SENTENCIA CONSTITUCIONAL PLURINACIONAL 0111/2018-S3
Fecha: 10-Abr-2018
1)
Daney David Valdivia Coria, Director Ejecutivo General a.i. de la AGIT, a través de sus representantes legales Christian Zambrana Ruiz, Juan Ticona Condori, Eliseo Santos Ochoa Urquizo, Ingrid Verónica Davezies Martínez, Ancira Arancibia Guzmán, Ronald Vargas Choque y Alenka Marioli Ibieta Pacheco, por informe escrito cursante de fs. 292 a 304, señaló que: 1) El art. 33 del Código Procesal Constitucional (CPCo), establece las exigencias del contenido de la acción de amparo constitucional, disponiendo entre otros aspectos, que debe: i) Ser interpuesta por escrito; y, ii) Contener la relación de los hechos e identificación de los derechos o garantías que se consideren vulnerados, mismos que deben ser revisados y observados.
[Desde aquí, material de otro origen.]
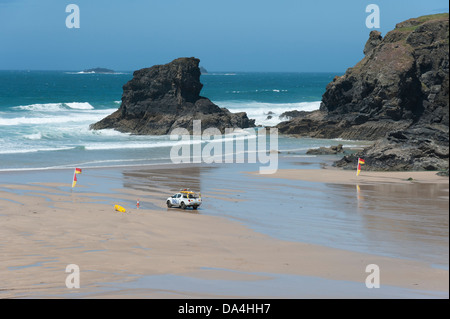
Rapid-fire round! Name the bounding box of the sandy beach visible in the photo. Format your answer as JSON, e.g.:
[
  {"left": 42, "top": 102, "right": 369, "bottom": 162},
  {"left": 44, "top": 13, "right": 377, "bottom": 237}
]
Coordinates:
[{"left": 0, "top": 162, "right": 449, "bottom": 298}]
En el caso concreto, no se cumplió lo dispuesto, lo que da lugar a que el Tribunal Constitucional Plurinacional, así como el Tribunal de garantías, se vean imposibilitados de ingresar al análisis de fondo de la problemática planteada; 2) La parte accionante expuso agravios totalmente carentes de fundamento legal, que no demuestran en lo absoluto la supuesta lesión causada; lo cual, provoca que la misma sea declarada improcedente; 3) La parte accionante denunció agravios en base a argumentos meramente subjetivos, lo que hace que la acción de amparo constitucional carezca de relevancia constitucional; puesto que, la tutela requerida es inconsistente y totalmente carente de fundamento legal; 4) Es evidente que, la parte accionante pretende que el Tribunal de garantías se convierta en una instancia más, que verifique todo lo obrado en fase recursiva (alzada y jerárquica), así como lo obrado ante el Tribunal Supremo de Justicia tergiversando la naturaleza de la presente acción; y, 5) La supuesta afectación al derecho a la defensa que arguye no es evidente; habida cuenta que, conforme a los antecedentes expuestos, puede corroborarse de manera objetiva y concreta que la parte peticionante de tutela participó de manera activa en todo el proceso seguido en instancia administrativa.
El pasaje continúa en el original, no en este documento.